Shame on You for Selling Your Books

1 January 2009

If any empire deserves to crumble, it's publishing as we have known it. This good New York Times article discusses online amateur book dealing. When you sell your used books on Amazon it bothers publishers no end because they get paid for the book only once. Maybe like their writers they should get used to being paid only once.

By comparison, a publisher of eBooks can charge for every download, although texts must be priced more affordably. But easy and instantaneous transactions mean the publisher sells more -- even when downloaded books get passed around. More sales and no middlemen mean a bigger chunk of the profits can go to the writers -- not the current lousy 10 to 15 percent.

According to the article, brick-and-mortar bookstores must go down with the ship, and that's sad. But the best ones will adapt, mostly the smaller independent ones. They've been pulling for the writers all along, and we will pull for them.
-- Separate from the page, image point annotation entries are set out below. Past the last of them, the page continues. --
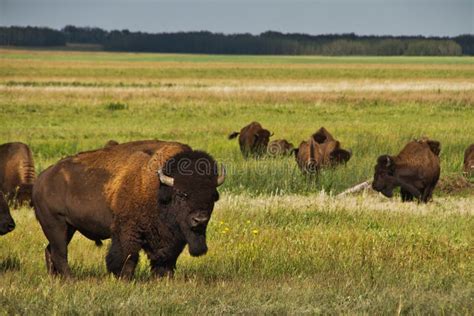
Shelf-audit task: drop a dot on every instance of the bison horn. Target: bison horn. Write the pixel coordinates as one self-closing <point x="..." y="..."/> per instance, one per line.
<point x="221" y="178"/>
<point x="169" y="181"/>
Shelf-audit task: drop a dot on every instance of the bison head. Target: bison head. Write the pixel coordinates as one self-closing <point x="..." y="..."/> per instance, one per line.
<point x="6" y="221"/>
<point x="187" y="195"/>
<point x="386" y="180"/>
Don't confuse the demise of traditional NYC-centered publishing with the demise of books or reading.
Jun 27

EBooks on the Rise

Check this out: There's now an alternative to Amazon.com's Kindle reading pod, and you can get it (it's a Sony) at Target. E-Books are gaining in popularity. Oprah likes the Kindle. The average Kindle buyer is 55-64 years old, believe it or not. (Younger folks read on their I-phones, apparently.) Follow the link for complete juicy details about E-Books and reading pods in the technology column at nytimes.com.
May 13

E-Books Outsell Paperbacks for the First Time

The Association for American Publishers announced last month that during February, more eBooks than hard-copy paperbacks were sold. Here are the numbers. I am quoting the AAP Monthly Sales Report for February 2011, released in April 2011:


"Other highlights in the February 2011 report (all February 2011 vs February 2010 unless otherwise noted):

Digital categories:
E-Book sales were $90.3 Million, growing 202.3% vs February 2010. Downloaded Audiobooks were $6.9M, an increase of 36.7%.

Trade categories:
Adult Trade categories combined (Hardcover, Paperback and Mass Market) were $156.8M, down 34.4%. [that's Catherine's emphasis. ]Children’s/Young Adult categories combined (Hardcover and Paperback) were $58.5M, a decline of 16.1%

*Year-to-date 2011 vs YTD 2010: E-Books increased by 169.4% while all categories combined of print Trade books declined by 24.8% . . . .

The AAP monthly and year-end sales report represents data provided by 84 U.S. publishing houses representing major commercial, education, professional, scholarly and independents. Data on e-Books comes from 16 houses. The report does not include all book and journal net sales but provides what’s acknowledged as the best industry snapshot currently available."

The report says that the spike in E-Book sales is credited to people receiving Kindles & other E-readers as holiday gifts. (Have one yet? Remember 2008 when Kindles were new and $399 and now they're going for half that?) E-Book sales have been slightly lower in subsequent months. But you don't need a weatherman to know which way the wind blows...Those of you with books, how will you rethink your sales strategies?